Best month in Miami: For me it runs from the end of January to, like, May. Blue skies, no humidity? You can't get better weather. The reason I live in Miami is because of the weather. When we're at the peak of our season here, there's no better place to be.
Best reason to live in Miami: Besides the weather, I like the fact that it's close to the Caribbean and it's still on the East Coast. It's close enough that I can jump on a plane and be anyplace I'd like to be in just a couple of hours.
Best cheap thrill: Is there one? [laughs] Paninoteca on Lincoln Road [809 Lincoln Road, Miami Beach]. It's a European-style sandwicherie, and they do a really good job at what they do. I love sandwiches, they're kind of like my weakness. They're not that expensive; you can get a really good sandwich on the healthy side and be quite happy.
Best not-so-cheap thrill: China Grill [404 Washington Avenue, Miami Beach]. They do a great job, but they're a little bit expensive.
Best barbecue: It doesn't exist. I love barbecue. Last year I went to the annual barbecue festival in Memphis, and I saw how it's really done. It's the Super Bowl of barbecue. There are three days of this event, and 63 categories of barbecue, okay? I will give a prop to a place in Fort Lauderdale, Tom Jenkins Barbecue [1236 S. Federal Highway]. They do a decent job.
Best Caribbean restaurant: Ortanique on the Mile [278 Miracle Mile, Coral Gables]. They just do a really good job. Whenever I walk in the door, I'll get the special or whatever, and I'm never disappointed.
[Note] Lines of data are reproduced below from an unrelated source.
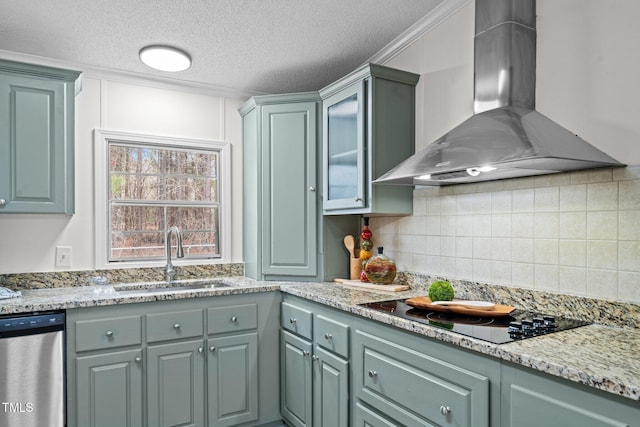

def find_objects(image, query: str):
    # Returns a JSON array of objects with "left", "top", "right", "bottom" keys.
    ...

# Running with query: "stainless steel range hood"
[{"left": 375, "top": 0, "right": 624, "bottom": 186}]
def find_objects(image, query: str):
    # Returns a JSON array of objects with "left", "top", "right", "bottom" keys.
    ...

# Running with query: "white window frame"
[{"left": 94, "top": 129, "right": 231, "bottom": 269}]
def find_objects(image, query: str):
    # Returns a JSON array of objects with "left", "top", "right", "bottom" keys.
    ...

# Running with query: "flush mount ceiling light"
[{"left": 139, "top": 45, "right": 191, "bottom": 72}]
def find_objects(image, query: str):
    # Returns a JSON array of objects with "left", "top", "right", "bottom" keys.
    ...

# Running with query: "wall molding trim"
[{"left": 366, "top": 0, "right": 472, "bottom": 65}]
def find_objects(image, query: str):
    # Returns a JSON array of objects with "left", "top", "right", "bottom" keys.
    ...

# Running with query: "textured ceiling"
[{"left": 0, "top": 0, "right": 445, "bottom": 97}]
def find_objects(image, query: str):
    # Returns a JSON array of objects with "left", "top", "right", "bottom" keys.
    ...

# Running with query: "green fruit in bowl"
[{"left": 428, "top": 280, "right": 454, "bottom": 302}]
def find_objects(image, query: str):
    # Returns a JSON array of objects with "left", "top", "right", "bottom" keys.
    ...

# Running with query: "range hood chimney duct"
[{"left": 375, "top": 0, "right": 624, "bottom": 186}]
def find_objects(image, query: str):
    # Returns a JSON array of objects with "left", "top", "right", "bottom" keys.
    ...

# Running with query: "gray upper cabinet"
[
  {"left": 0, "top": 59, "right": 81, "bottom": 214},
  {"left": 240, "top": 93, "right": 320, "bottom": 280},
  {"left": 320, "top": 63, "right": 419, "bottom": 215}
]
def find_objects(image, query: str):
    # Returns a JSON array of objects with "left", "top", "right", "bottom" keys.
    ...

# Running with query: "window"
[{"left": 95, "top": 130, "right": 231, "bottom": 267}]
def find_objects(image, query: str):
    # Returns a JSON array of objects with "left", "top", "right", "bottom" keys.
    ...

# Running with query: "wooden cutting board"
[
  {"left": 405, "top": 296, "right": 515, "bottom": 317},
  {"left": 333, "top": 278, "right": 409, "bottom": 292}
]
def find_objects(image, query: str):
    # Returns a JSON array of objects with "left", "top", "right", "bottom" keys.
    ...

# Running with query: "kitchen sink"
[{"left": 112, "top": 280, "right": 231, "bottom": 294}]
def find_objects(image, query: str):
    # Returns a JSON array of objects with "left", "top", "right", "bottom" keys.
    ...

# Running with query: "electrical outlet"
[{"left": 55, "top": 246, "right": 72, "bottom": 268}]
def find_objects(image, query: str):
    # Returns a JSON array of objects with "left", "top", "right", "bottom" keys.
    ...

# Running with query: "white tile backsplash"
[{"left": 371, "top": 166, "right": 640, "bottom": 303}]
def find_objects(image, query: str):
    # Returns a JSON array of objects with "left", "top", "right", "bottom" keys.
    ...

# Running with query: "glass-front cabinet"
[
  {"left": 324, "top": 82, "right": 365, "bottom": 211},
  {"left": 320, "top": 63, "right": 419, "bottom": 216}
]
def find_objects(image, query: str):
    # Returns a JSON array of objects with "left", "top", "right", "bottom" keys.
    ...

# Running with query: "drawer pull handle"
[
  {"left": 440, "top": 406, "right": 451, "bottom": 416},
  {"left": 368, "top": 370, "right": 377, "bottom": 378},
  {"left": 134, "top": 356, "right": 142, "bottom": 364},
  {"left": 105, "top": 330, "right": 114, "bottom": 338},
  {"left": 174, "top": 323, "right": 181, "bottom": 329},
  {"left": 302, "top": 350, "right": 310, "bottom": 357},
  {"left": 312, "top": 355, "right": 319, "bottom": 362},
  {"left": 0, "top": 198, "right": 5, "bottom": 207},
  {"left": 230, "top": 316, "right": 238, "bottom": 323},
  {"left": 209, "top": 346, "right": 216, "bottom": 352},
  {"left": 198, "top": 347, "right": 204, "bottom": 353},
  {"left": 289, "top": 318, "right": 297, "bottom": 324},
  {"left": 324, "top": 333, "right": 332, "bottom": 340}
]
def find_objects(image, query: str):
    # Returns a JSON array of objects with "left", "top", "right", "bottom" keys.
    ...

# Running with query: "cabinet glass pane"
[{"left": 327, "top": 94, "right": 358, "bottom": 201}]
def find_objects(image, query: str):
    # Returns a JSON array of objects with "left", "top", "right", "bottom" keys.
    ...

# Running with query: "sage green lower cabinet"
[
  {"left": 67, "top": 292, "right": 281, "bottom": 427},
  {"left": 353, "top": 328, "right": 494, "bottom": 427},
  {"left": 208, "top": 333, "right": 259, "bottom": 426},
  {"left": 75, "top": 349, "right": 143, "bottom": 427},
  {"left": 147, "top": 340, "right": 206, "bottom": 427},
  {"left": 312, "top": 346, "right": 349, "bottom": 427},
  {"left": 280, "top": 296, "right": 350, "bottom": 427},
  {"left": 501, "top": 363, "right": 640, "bottom": 427},
  {"left": 281, "top": 330, "right": 313, "bottom": 427}
]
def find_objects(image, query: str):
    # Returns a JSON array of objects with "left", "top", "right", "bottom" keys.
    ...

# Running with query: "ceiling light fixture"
[{"left": 139, "top": 45, "right": 191, "bottom": 72}]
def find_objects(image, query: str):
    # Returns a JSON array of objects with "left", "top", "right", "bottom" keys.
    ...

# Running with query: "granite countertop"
[{"left": 1, "top": 276, "right": 638, "bottom": 402}]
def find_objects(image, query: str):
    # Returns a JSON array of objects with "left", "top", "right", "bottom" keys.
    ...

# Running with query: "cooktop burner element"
[{"left": 359, "top": 300, "right": 591, "bottom": 344}]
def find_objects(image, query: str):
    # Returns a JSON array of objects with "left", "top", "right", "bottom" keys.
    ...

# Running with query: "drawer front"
[
  {"left": 207, "top": 304, "right": 257, "bottom": 334},
  {"left": 146, "top": 309, "right": 204, "bottom": 343},
  {"left": 355, "top": 329, "right": 489, "bottom": 427},
  {"left": 281, "top": 302, "right": 313, "bottom": 340},
  {"left": 314, "top": 314, "right": 349, "bottom": 358},
  {"left": 75, "top": 315, "right": 142, "bottom": 352}
]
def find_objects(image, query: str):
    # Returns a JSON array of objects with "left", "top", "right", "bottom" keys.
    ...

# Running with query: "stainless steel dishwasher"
[{"left": 0, "top": 310, "right": 65, "bottom": 427}]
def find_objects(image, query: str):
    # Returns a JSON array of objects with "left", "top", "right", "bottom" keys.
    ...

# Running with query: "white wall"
[
  {"left": 0, "top": 75, "right": 245, "bottom": 274},
  {"left": 373, "top": 0, "right": 640, "bottom": 303}
]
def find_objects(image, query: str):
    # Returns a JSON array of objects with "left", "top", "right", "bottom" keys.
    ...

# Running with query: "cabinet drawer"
[
  {"left": 281, "top": 302, "right": 313, "bottom": 339},
  {"left": 314, "top": 314, "right": 349, "bottom": 358},
  {"left": 355, "top": 330, "right": 489, "bottom": 427},
  {"left": 75, "top": 315, "right": 142, "bottom": 352},
  {"left": 146, "top": 309, "right": 203, "bottom": 343},
  {"left": 207, "top": 304, "right": 257, "bottom": 334}
]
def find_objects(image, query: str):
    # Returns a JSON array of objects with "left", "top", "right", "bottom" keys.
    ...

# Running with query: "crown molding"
[
  {"left": 0, "top": 49, "right": 263, "bottom": 100},
  {"left": 366, "top": 0, "right": 472, "bottom": 65}
]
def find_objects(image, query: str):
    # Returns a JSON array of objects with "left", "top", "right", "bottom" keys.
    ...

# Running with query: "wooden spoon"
[{"left": 343, "top": 235, "right": 356, "bottom": 258}]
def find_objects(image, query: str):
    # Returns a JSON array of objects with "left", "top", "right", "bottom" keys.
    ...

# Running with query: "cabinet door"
[
  {"left": 207, "top": 333, "right": 258, "bottom": 426},
  {"left": 147, "top": 340, "right": 205, "bottom": 427},
  {"left": 313, "top": 346, "right": 349, "bottom": 427},
  {"left": 0, "top": 72, "right": 74, "bottom": 214},
  {"left": 261, "top": 102, "right": 318, "bottom": 276},
  {"left": 322, "top": 81, "right": 366, "bottom": 211},
  {"left": 281, "top": 330, "right": 313, "bottom": 427},
  {"left": 75, "top": 349, "right": 143, "bottom": 427},
  {"left": 502, "top": 364, "right": 638, "bottom": 427}
]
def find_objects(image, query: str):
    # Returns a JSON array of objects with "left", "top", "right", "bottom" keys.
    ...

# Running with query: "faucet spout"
[{"left": 166, "top": 226, "right": 184, "bottom": 282}]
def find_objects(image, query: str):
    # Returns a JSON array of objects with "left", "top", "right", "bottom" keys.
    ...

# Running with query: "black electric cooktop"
[{"left": 359, "top": 299, "right": 591, "bottom": 344}]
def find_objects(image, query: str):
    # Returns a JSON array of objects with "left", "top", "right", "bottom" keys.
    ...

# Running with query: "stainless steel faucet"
[{"left": 166, "top": 226, "right": 184, "bottom": 282}]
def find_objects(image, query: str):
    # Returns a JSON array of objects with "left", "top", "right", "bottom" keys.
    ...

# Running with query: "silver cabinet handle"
[
  {"left": 134, "top": 356, "right": 142, "bottom": 364},
  {"left": 209, "top": 346, "right": 216, "bottom": 352},
  {"left": 324, "top": 333, "right": 332, "bottom": 340},
  {"left": 312, "top": 355, "right": 319, "bottom": 362},
  {"left": 368, "top": 370, "right": 377, "bottom": 378},
  {"left": 302, "top": 350, "right": 310, "bottom": 357},
  {"left": 440, "top": 406, "right": 451, "bottom": 416},
  {"left": 0, "top": 198, "right": 5, "bottom": 207},
  {"left": 289, "top": 318, "right": 297, "bottom": 324},
  {"left": 354, "top": 196, "right": 362, "bottom": 202},
  {"left": 309, "top": 187, "right": 316, "bottom": 192},
  {"left": 173, "top": 323, "right": 181, "bottom": 329},
  {"left": 230, "top": 316, "right": 238, "bottom": 323},
  {"left": 105, "top": 330, "right": 114, "bottom": 337},
  {"left": 198, "top": 347, "right": 204, "bottom": 353}
]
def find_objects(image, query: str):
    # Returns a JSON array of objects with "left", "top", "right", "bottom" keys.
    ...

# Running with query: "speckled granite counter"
[{"left": 1, "top": 276, "right": 639, "bottom": 403}]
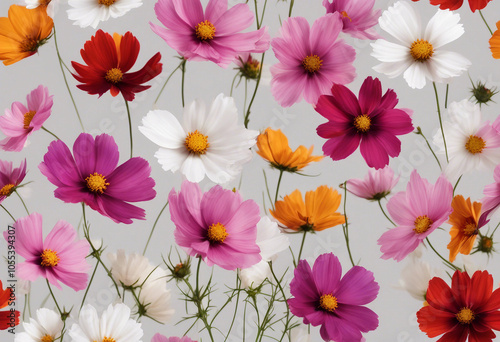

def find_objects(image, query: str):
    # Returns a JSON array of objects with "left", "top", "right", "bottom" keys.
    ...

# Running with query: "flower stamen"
[
  {"left": 463, "top": 221, "right": 477, "bottom": 236},
  {"left": 456, "top": 307, "right": 475, "bottom": 324},
  {"left": 319, "top": 294, "right": 338, "bottom": 312},
  {"left": 85, "top": 173, "right": 109, "bottom": 194},
  {"left": 302, "top": 55, "right": 323, "bottom": 73},
  {"left": 41, "top": 335, "right": 54, "bottom": 342},
  {"left": 207, "top": 222, "right": 228, "bottom": 243},
  {"left": 23, "top": 110, "right": 36, "bottom": 129},
  {"left": 98, "top": 0, "right": 116, "bottom": 6},
  {"left": 414, "top": 215, "right": 433, "bottom": 234},
  {"left": 40, "top": 249, "right": 60, "bottom": 267},
  {"left": 354, "top": 114, "right": 371, "bottom": 132},
  {"left": 195, "top": 20, "right": 216, "bottom": 41},
  {"left": 185, "top": 130, "right": 209, "bottom": 154},
  {"left": 465, "top": 135, "right": 486, "bottom": 154},
  {"left": 341, "top": 11, "right": 352, "bottom": 22},
  {"left": 410, "top": 39, "right": 434, "bottom": 62},
  {"left": 20, "top": 37, "right": 40, "bottom": 53},
  {"left": 0, "top": 184, "right": 15, "bottom": 196},
  {"left": 105, "top": 68, "right": 123, "bottom": 84}
]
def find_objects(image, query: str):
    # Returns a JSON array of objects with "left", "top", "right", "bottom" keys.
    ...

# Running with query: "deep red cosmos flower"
[
  {"left": 417, "top": 270, "right": 500, "bottom": 341},
  {"left": 411, "top": 0, "right": 492, "bottom": 12},
  {"left": 72, "top": 30, "right": 162, "bottom": 102}
]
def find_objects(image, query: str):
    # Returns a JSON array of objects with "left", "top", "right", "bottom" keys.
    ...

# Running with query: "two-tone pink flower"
[{"left": 0, "top": 159, "right": 26, "bottom": 205}]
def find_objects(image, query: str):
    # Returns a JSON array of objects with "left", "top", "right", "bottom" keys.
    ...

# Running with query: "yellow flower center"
[
  {"left": 456, "top": 307, "right": 475, "bottom": 324},
  {"left": 319, "top": 294, "right": 338, "bottom": 312},
  {"left": 40, "top": 249, "right": 60, "bottom": 267},
  {"left": 85, "top": 173, "right": 109, "bottom": 194},
  {"left": 0, "top": 184, "right": 15, "bottom": 196},
  {"left": 207, "top": 222, "right": 228, "bottom": 243},
  {"left": 465, "top": 135, "right": 486, "bottom": 154},
  {"left": 23, "top": 110, "right": 36, "bottom": 129},
  {"left": 410, "top": 39, "right": 434, "bottom": 62},
  {"left": 20, "top": 37, "right": 40, "bottom": 53},
  {"left": 195, "top": 20, "right": 216, "bottom": 41},
  {"left": 185, "top": 130, "right": 209, "bottom": 154},
  {"left": 105, "top": 68, "right": 123, "bottom": 84},
  {"left": 483, "top": 237, "right": 493, "bottom": 249},
  {"left": 98, "top": 0, "right": 116, "bottom": 6},
  {"left": 354, "top": 114, "right": 371, "bottom": 132},
  {"left": 93, "top": 338, "right": 116, "bottom": 342},
  {"left": 340, "top": 11, "right": 352, "bottom": 21},
  {"left": 302, "top": 55, "right": 323, "bottom": 73},
  {"left": 41, "top": 335, "right": 54, "bottom": 342},
  {"left": 413, "top": 215, "right": 433, "bottom": 234},
  {"left": 463, "top": 221, "right": 477, "bottom": 236}
]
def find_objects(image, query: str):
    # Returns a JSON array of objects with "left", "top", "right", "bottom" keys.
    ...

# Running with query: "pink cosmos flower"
[
  {"left": 0, "top": 85, "right": 53, "bottom": 152},
  {"left": 168, "top": 180, "right": 261, "bottom": 270},
  {"left": 4, "top": 213, "right": 90, "bottom": 291},
  {"left": 316, "top": 76, "right": 413, "bottom": 169},
  {"left": 288, "top": 253, "right": 379, "bottom": 341},
  {"left": 150, "top": 0, "right": 270, "bottom": 67},
  {"left": 0, "top": 159, "right": 26, "bottom": 204},
  {"left": 39, "top": 133, "right": 156, "bottom": 224},
  {"left": 377, "top": 170, "right": 453, "bottom": 261},
  {"left": 270, "top": 14, "right": 356, "bottom": 107},
  {"left": 323, "top": 0, "right": 381, "bottom": 40},
  {"left": 152, "top": 333, "right": 197, "bottom": 342},
  {"left": 346, "top": 166, "right": 398, "bottom": 201}
]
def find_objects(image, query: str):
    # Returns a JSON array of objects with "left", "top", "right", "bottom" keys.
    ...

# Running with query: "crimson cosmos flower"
[
  {"left": 71, "top": 30, "right": 162, "bottom": 102},
  {"left": 411, "top": 0, "right": 492, "bottom": 12}
]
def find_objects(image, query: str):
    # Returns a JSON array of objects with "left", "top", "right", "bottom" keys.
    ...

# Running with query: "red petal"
[
  {"left": 118, "top": 31, "right": 140, "bottom": 73},
  {"left": 451, "top": 271, "right": 471, "bottom": 308},
  {"left": 417, "top": 305, "right": 457, "bottom": 338},
  {"left": 427, "top": 277, "right": 459, "bottom": 312},
  {"left": 470, "top": 271, "right": 493, "bottom": 311}
]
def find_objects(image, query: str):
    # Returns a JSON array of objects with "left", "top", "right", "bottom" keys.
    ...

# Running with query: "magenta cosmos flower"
[
  {"left": 39, "top": 133, "right": 156, "bottom": 224},
  {"left": 0, "top": 159, "right": 26, "bottom": 205},
  {"left": 316, "top": 76, "right": 413, "bottom": 169},
  {"left": 4, "top": 213, "right": 90, "bottom": 291},
  {"left": 0, "top": 85, "right": 53, "bottom": 152},
  {"left": 323, "top": 0, "right": 381, "bottom": 40},
  {"left": 152, "top": 333, "right": 196, "bottom": 342},
  {"left": 377, "top": 170, "right": 453, "bottom": 261},
  {"left": 150, "top": 0, "right": 269, "bottom": 67},
  {"left": 271, "top": 14, "right": 356, "bottom": 107},
  {"left": 346, "top": 166, "right": 398, "bottom": 201},
  {"left": 168, "top": 180, "right": 261, "bottom": 270},
  {"left": 288, "top": 253, "right": 379, "bottom": 341}
]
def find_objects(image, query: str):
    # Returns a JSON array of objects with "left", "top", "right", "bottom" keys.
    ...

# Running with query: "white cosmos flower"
[
  {"left": 67, "top": 0, "right": 143, "bottom": 29},
  {"left": 239, "top": 217, "right": 290, "bottom": 289},
  {"left": 433, "top": 99, "right": 500, "bottom": 180},
  {"left": 25, "top": 0, "right": 58, "bottom": 18},
  {"left": 139, "top": 94, "right": 258, "bottom": 184},
  {"left": 15, "top": 308, "right": 63, "bottom": 342},
  {"left": 396, "top": 259, "right": 442, "bottom": 302},
  {"left": 107, "top": 250, "right": 167, "bottom": 288},
  {"left": 137, "top": 281, "right": 175, "bottom": 324},
  {"left": 69, "top": 303, "right": 143, "bottom": 342},
  {"left": 371, "top": 1, "right": 470, "bottom": 89}
]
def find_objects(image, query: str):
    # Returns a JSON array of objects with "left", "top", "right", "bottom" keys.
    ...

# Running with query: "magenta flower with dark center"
[
  {"left": 316, "top": 76, "right": 413, "bottom": 169},
  {"left": 0, "top": 159, "right": 26, "bottom": 205},
  {"left": 288, "top": 253, "right": 379, "bottom": 341},
  {"left": 39, "top": 133, "right": 156, "bottom": 224}
]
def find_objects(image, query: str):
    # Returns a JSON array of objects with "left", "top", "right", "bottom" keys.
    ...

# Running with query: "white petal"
[
  {"left": 371, "top": 40, "right": 410, "bottom": 63},
  {"left": 424, "top": 9, "right": 464, "bottom": 49},
  {"left": 372, "top": 60, "right": 412, "bottom": 78},
  {"left": 154, "top": 147, "right": 189, "bottom": 173},
  {"left": 378, "top": 1, "right": 421, "bottom": 45},
  {"left": 139, "top": 110, "right": 185, "bottom": 149},
  {"left": 36, "top": 308, "right": 63, "bottom": 336},
  {"left": 181, "top": 154, "right": 207, "bottom": 183},
  {"left": 403, "top": 62, "right": 429, "bottom": 89},
  {"left": 183, "top": 98, "right": 207, "bottom": 133},
  {"left": 427, "top": 50, "right": 470, "bottom": 83},
  {"left": 203, "top": 94, "right": 238, "bottom": 137}
]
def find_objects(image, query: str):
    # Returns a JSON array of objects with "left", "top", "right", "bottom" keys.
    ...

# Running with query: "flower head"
[
  {"left": 39, "top": 133, "right": 156, "bottom": 224},
  {"left": 168, "top": 181, "right": 261, "bottom": 270},
  {"left": 371, "top": 1, "right": 470, "bottom": 89},
  {"left": 0, "top": 159, "right": 26, "bottom": 205},
  {"left": 346, "top": 166, "right": 399, "bottom": 201},
  {"left": 137, "top": 281, "right": 174, "bottom": 324},
  {"left": 152, "top": 333, "right": 197, "bottom": 342},
  {"left": 316, "top": 76, "right": 413, "bottom": 169},
  {"left": 397, "top": 259, "right": 442, "bottom": 302},
  {"left": 417, "top": 270, "right": 500, "bottom": 340},
  {"left": 377, "top": 171, "right": 453, "bottom": 261},
  {"left": 423, "top": 0, "right": 493, "bottom": 12},
  {"left": 270, "top": 186, "right": 345, "bottom": 232},
  {"left": 107, "top": 250, "right": 167, "bottom": 288},
  {"left": 0, "top": 5, "right": 53, "bottom": 65},
  {"left": 150, "top": 0, "right": 269, "bottom": 67},
  {"left": 270, "top": 14, "right": 356, "bottom": 107},
  {"left": 288, "top": 253, "right": 379, "bottom": 341},
  {"left": 16, "top": 308, "right": 63, "bottom": 342},
  {"left": 323, "top": 0, "right": 381, "bottom": 40},
  {"left": 490, "top": 21, "right": 500, "bottom": 59},
  {"left": 0, "top": 85, "right": 53, "bottom": 152},
  {"left": 67, "top": 0, "right": 143, "bottom": 29},
  {"left": 470, "top": 80, "right": 497, "bottom": 106},
  {"left": 256, "top": 128, "right": 323, "bottom": 173},
  {"left": 139, "top": 94, "right": 258, "bottom": 184},
  {"left": 5, "top": 213, "right": 90, "bottom": 291},
  {"left": 235, "top": 53, "right": 261, "bottom": 80},
  {"left": 72, "top": 30, "right": 162, "bottom": 102}
]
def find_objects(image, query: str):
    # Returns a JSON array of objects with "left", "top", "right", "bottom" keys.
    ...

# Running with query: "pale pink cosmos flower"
[
  {"left": 270, "top": 14, "right": 356, "bottom": 107},
  {"left": 377, "top": 170, "right": 453, "bottom": 261},
  {"left": 323, "top": 0, "right": 382, "bottom": 40},
  {"left": 4, "top": 213, "right": 90, "bottom": 291},
  {"left": 0, "top": 85, "right": 53, "bottom": 152},
  {"left": 0, "top": 159, "right": 26, "bottom": 205},
  {"left": 152, "top": 333, "right": 197, "bottom": 342},
  {"left": 346, "top": 166, "right": 398, "bottom": 201},
  {"left": 150, "top": 0, "right": 270, "bottom": 68}
]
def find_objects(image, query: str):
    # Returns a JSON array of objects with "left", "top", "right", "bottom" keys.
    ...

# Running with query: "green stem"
[
  {"left": 22, "top": 294, "right": 28, "bottom": 321},
  {"left": 262, "top": 170, "right": 274, "bottom": 211},
  {"left": 46, "top": 280, "right": 62, "bottom": 315},
  {"left": 274, "top": 170, "right": 284, "bottom": 205},
  {"left": 479, "top": 10, "right": 494, "bottom": 35},
  {"left": 41, "top": 126, "right": 61, "bottom": 140},
  {"left": 143, "top": 200, "right": 169, "bottom": 255},
  {"left": 230, "top": 73, "right": 239, "bottom": 97},
  {"left": 445, "top": 84, "right": 449, "bottom": 109},
  {"left": 433, "top": 82, "right": 449, "bottom": 163},
  {"left": 14, "top": 190, "right": 29, "bottom": 215},
  {"left": 80, "top": 260, "right": 99, "bottom": 309},
  {"left": 296, "top": 230, "right": 307, "bottom": 263},
  {"left": 243, "top": 78, "right": 249, "bottom": 116},
  {"left": 288, "top": 0, "right": 295, "bottom": 17},
  {"left": 53, "top": 25, "right": 85, "bottom": 132},
  {"left": 223, "top": 277, "right": 241, "bottom": 342},
  {"left": 1, "top": 204, "right": 15, "bottom": 221},
  {"left": 124, "top": 97, "right": 133, "bottom": 159},
  {"left": 260, "top": 0, "right": 268, "bottom": 28},
  {"left": 425, "top": 237, "right": 461, "bottom": 271},
  {"left": 269, "top": 262, "right": 290, "bottom": 342},
  {"left": 244, "top": 53, "right": 265, "bottom": 128},
  {"left": 453, "top": 175, "right": 462, "bottom": 195},
  {"left": 342, "top": 182, "right": 356, "bottom": 267},
  {"left": 194, "top": 257, "right": 215, "bottom": 342},
  {"left": 378, "top": 200, "right": 395, "bottom": 226},
  {"left": 416, "top": 128, "right": 442, "bottom": 170},
  {"left": 154, "top": 62, "right": 183, "bottom": 105},
  {"left": 254, "top": 0, "right": 260, "bottom": 29},
  {"left": 181, "top": 59, "right": 187, "bottom": 107}
]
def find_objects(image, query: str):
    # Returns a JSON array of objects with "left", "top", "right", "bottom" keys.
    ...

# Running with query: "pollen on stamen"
[
  {"left": 105, "top": 68, "right": 123, "bottom": 84},
  {"left": 23, "top": 110, "right": 36, "bottom": 129},
  {"left": 40, "top": 249, "right": 60, "bottom": 267},
  {"left": 0, "top": 183, "right": 15, "bottom": 196},
  {"left": 465, "top": 135, "right": 486, "bottom": 154},
  {"left": 195, "top": 20, "right": 216, "bottom": 41},
  {"left": 185, "top": 130, "right": 209, "bottom": 154},
  {"left": 410, "top": 39, "right": 434, "bottom": 62},
  {"left": 340, "top": 11, "right": 352, "bottom": 22},
  {"left": 302, "top": 55, "right": 323, "bottom": 73},
  {"left": 354, "top": 114, "right": 371, "bottom": 132},
  {"left": 463, "top": 221, "right": 477, "bottom": 236},
  {"left": 85, "top": 173, "right": 109, "bottom": 194},
  {"left": 207, "top": 222, "right": 228, "bottom": 243},
  {"left": 456, "top": 307, "right": 475, "bottom": 324},
  {"left": 413, "top": 215, "right": 433, "bottom": 234},
  {"left": 319, "top": 294, "right": 338, "bottom": 312},
  {"left": 98, "top": 0, "right": 116, "bottom": 6},
  {"left": 41, "top": 335, "right": 54, "bottom": 342}
]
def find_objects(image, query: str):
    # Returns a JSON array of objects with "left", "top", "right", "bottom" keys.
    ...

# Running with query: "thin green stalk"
[
  {"left": 80, "top": 261, "right": 99, "bottom": 309},
  {"left": 260, "top": 0, "right": 268, "bottom": 28},
  {"left": 274, "top": 170, "right": 284, "bottom": 205},
  {"left": 124, "top": 97, "right": 133, "bottom": 159},
  {"left": 181, "top": 59, "right": 187, "bottom": 107},
  {"left": 230, "top": 73, "right": 239, "bottom": 97},
  {"left": 378, "top": 200, "right": 395, "bottom": 226},
  {"left": 154, "top": 62, "right": 183, "bottom": 105},
  {"left": 491, "top": 221, "right": 500, "bottom": 236},
  {"left": 453, "top": 175, "right": 462, "bottom": 195},
  {"left": 1, "top": 204, "right": 15, "bottom": 221},
  {"left": 46, "top": 280, "right": 62, "bottom": 315},
  {"left": 254, "top": 0, "right": 261, "bottom": 29},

What culinary trends do you predict for the year 2020? I definitely think you're going to see more food inspired and influenced by Africa. That's what I do rigiht now. If you were to call up and ask what kind of food I do, we tell everyone New American. The reason we say that is because it's really easy, and a lot of other chefs are also using that term. What it allows you to do is work under this huge umbrella. But when you say American, what is our country made up of today? There are all kinds of different backgrounds. At my restaurant we have lobster, we have crabcakes, filet mignon, lamb -- all those things you'd get at an upscale gourmet restaurant. But when you see how it's prepared, the flavors are Caribbean and Southern and South American and African. I define all of that as food of the African diaspora. But there's no way I can put that out there right now, because I wouldn't get anyone in the restaurant. But I think as people travel and experience more, it's going to hit. Because you can only do Asian so many ways. Give me a freaking break now.